After implementing both approaches across multiple projects, I strongly recommend shared datasets for dashboard solutions in SSRS 2016, especially when you have 15+ reports sharing similar data patterns. Here’s why each advantage matters in practice:
Centralized Query Management:
This is the most significant benefit for dashboard maintenance. When business logic changes - and it always does - you update one shared dataset instead of hunting through 15 report files. Last quarter, we needed to exclude inactive customers from all dashboards. With shared datasets, it was a 5-minute change to one WHERE clause. Previously with embedded datasets, that same change took 3 hours and we missed two reports initially, causing data discrepancies.
Shared datasets also enable better collaboration. Your database experts can optimize the SQL without touching report layouts. Report designers can focus on visualizations without worrying about query performance. This separation of concerns improves both quality and development speed.
Performance Optimization via Caching:
SSRS caching for shared datasets is a game-changer for dashboard performance. Configure cache expiration appropriately - we use 15 minutes for operational dashboards, 1 hour for analytical dashboards, and 4 hours for executive summaries. The first user to access any report refreshes the cache, then subsequent users across all 15 dashboard reports hit cached data.
Measured impact from our implementation: database query execution dropped from 450 queries/hour to 60 queries/hour during peak usage. Report rendering time improved from 8-12 seconds to 2-3 seconds for cached hits. The database server CPU utilization during dashboard viewing hours dropped by 65%. These aren’t marginal gains - caching with shared datasets fundamentally changes the performance profile.
One important configuration: set cache expiration based on data volatility, not arbitrary time periods. Sales data updated every 30 minutes? Cache for 30 minutes. Static reference data? Cache for 24 hours. Match your cache strategy to actual data refresh patterns.
Data Access Control:
Shared datasets actually improve security compared to embedded datasets. Define your security parameters once in the shared dataset - typically User!UserID or custom parameters mapped to security tables. Every report that uses that dataset automatically inherits the security filtering. No risk of a developer forgetting to add the WHERE clause in one report.

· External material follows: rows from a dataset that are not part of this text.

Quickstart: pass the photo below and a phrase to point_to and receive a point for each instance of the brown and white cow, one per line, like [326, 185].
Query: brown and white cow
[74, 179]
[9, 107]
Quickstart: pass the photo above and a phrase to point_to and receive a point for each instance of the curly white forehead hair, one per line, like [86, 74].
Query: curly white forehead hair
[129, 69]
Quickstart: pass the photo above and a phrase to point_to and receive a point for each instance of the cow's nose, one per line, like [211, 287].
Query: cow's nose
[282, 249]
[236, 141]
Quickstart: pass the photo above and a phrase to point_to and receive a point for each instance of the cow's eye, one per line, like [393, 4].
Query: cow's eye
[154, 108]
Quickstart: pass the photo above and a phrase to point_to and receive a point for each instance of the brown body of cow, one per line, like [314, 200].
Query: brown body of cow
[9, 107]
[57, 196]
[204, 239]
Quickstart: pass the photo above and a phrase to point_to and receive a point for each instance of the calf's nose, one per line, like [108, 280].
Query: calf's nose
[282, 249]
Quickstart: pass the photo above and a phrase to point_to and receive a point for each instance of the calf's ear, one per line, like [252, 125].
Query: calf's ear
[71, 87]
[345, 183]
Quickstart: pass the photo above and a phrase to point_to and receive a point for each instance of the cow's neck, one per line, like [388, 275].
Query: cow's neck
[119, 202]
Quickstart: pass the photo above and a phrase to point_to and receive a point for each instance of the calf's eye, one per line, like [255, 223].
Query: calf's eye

We implement row-level security by passing User!UserID to a shared dataset parameter, which the query uses to join against a security dimension table. When security rules change (new territories, different manager assignments), we update the security table and all 15 dashboards immediately reflect the new permissions. No report changes needed.
For different permission levels, create separate shared datasets with appropriate security contexts rather than trying to make one dataset handle all scenarios. SharedDS_Sales_Manager and SharedDS_Sales_Rep are clearer and more maintainable than complex conditional logic in one dataset.
Practical Implementation Pattern:
For your 15-dashboard scenario, I recommend this structure:
- Create 3-5 base shared datasets covering your core data domains (Sales, Customers, Products, etc.)
- Use parameters extensively - date ranges, user context, status filters
- When a report needs custom columns, create a report-specific embedded dataset that references the shared dataset as a data source, then add calculated fields
- Establish naming conventions: SharedDS_Domain_Purpose (e.g., SharedDS_Sales_Dashboard, SharedDS_Customer_Detail)
- Store shared datasets in a dedicated folder structure separate from reports for better organization
When Direct Connections Make Sense:
There are edge cases where embedded datasets are appropriate: one-off ad-hoc reports, reports with truly unique queries that won’t be reused, or simple reports pulling from a single table with no complex logic. But for a coordinated dashboard solution, shared datasets provide overwhelming advantages in maintenance, performance, and security.
The flexibility concern you mentioned is valid but manageable. Yes, you’ll create multiple shared datasets, but that’s preferable to duplicating query logic across reports. Think of shared datasets as reusable components - you’ll build a library over time that accelerates new dashboard development. After six months, we had 20 shared datasets supporting 40+ reports, and new dashboard development time decreased by 40% because we were assembling from existing components rather than writing queries from scratch.